Konrad Haas: a forgotten genius ahead of his time (6 photos)
1961. A Bucharest professor lazily flips through yellowed pages in the archives of Sibiu, Romania — and suddenly freezes.
He has a manuscript in front of him that is more than four centuries old: hundreds of drawings, calculations, and detailed descriptions of… rockets. Multistage, with delta-shaped stabilizers and bell-shaped nozzles — as if torn out of 20th-century textbooks. But no — this document was created in the middle of the 16th century, when space was not even dreamed of, and gunpowder artillery was just gaining strength.
The author of this amazing work is Konrad Haas, a military engineer whose ideas were four hundred years ahead of their time.
The Path of a Visionary Engineer
Konrad Haas was born in 1509 in Dornbach (now part of Vienna) to a family of Bavarian Germans. At the age of twenty, he went to Transylvania, served in the Habsburg army, and later came under the patronage of Stefan Batory himself, the future Grand Duke.
In 1551, Haas found himself in Hermannstadt (now Sibiu), where he headed the artillery barracks. It was here that he began work on his magnum opus, a manuscript that is now considered the first textbook on rocketry in Europe.

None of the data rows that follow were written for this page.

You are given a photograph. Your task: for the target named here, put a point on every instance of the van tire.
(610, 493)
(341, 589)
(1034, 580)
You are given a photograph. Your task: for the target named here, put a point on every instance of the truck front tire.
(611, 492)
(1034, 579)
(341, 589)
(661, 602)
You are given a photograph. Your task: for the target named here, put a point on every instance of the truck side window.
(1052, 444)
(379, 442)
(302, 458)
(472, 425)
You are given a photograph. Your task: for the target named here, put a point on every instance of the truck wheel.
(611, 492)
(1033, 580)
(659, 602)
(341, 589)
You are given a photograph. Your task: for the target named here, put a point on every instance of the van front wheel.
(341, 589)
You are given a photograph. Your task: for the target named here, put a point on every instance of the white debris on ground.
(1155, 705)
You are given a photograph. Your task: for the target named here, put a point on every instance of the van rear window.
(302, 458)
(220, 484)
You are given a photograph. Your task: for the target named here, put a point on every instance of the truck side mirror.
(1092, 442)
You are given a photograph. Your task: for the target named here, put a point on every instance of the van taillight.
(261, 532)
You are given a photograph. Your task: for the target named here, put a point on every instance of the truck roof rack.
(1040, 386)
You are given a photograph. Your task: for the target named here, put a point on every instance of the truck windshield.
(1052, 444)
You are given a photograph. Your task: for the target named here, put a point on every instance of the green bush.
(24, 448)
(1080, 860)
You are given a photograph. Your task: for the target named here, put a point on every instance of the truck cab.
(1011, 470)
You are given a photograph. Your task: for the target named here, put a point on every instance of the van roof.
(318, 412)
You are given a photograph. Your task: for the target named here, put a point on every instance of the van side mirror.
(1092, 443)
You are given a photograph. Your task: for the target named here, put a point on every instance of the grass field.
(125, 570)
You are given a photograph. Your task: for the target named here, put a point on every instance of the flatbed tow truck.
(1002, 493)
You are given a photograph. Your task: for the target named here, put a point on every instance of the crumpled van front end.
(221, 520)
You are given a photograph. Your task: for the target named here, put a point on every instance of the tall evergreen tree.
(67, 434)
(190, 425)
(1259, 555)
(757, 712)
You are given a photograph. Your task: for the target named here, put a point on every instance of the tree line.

His work, entitled "How to Make a Very Good Rocket That Can Rise to Great Heights (into the Sky) on Its Own," is mind-boggling:
multistage rockets (long before NASA!);
delta-shaped stabilizers;
bell-shaped nozzles;
experiments with liquid fuel.
And all this in an era when most scientists still believed that the Sun revolved around the Earth.
Who Stole Haas's Ideas?
For a long time, it was believed that the first description of a multi-stage rocket belonged to the Polish artilleryman Kazimierz Siemienowicz, who published his treatise in 1650. But when Haas's manuscript was found in the 20th century, it became clear that many of Siemienowicz's illustrations were almost exact copies of 16th-century drawings.
Coincidence? Or plagiarism? Or maybe both engineers drew inspiration from an even more ancient source? The mystery remains unsolved.
The genius who hated war
Haas created weapons, but was a pacifist at heart. At the end of his book, he left amazing lines:
But my advice is more peace and less war, let the guns remain under the roof, the bullet will not be fired, the gunpowder will not be burned... So the prince will save his money, and the gunsmith - his life. This is the advice given by Konrad Haas.
These words sound especially poignant today, centuries after his death.
A Legacy Lost in Time
Haas never saw his rockets in the sky – the technology of the 16th century could not make his dreams come true. But his ideas, like seeds, sprouted through the centuries. When the first multistage rocket took off from White Sands in the 1940s, no one suspected that its principles had been described four hundred years earlier – in the yellowed manuscript of a forgotten genius.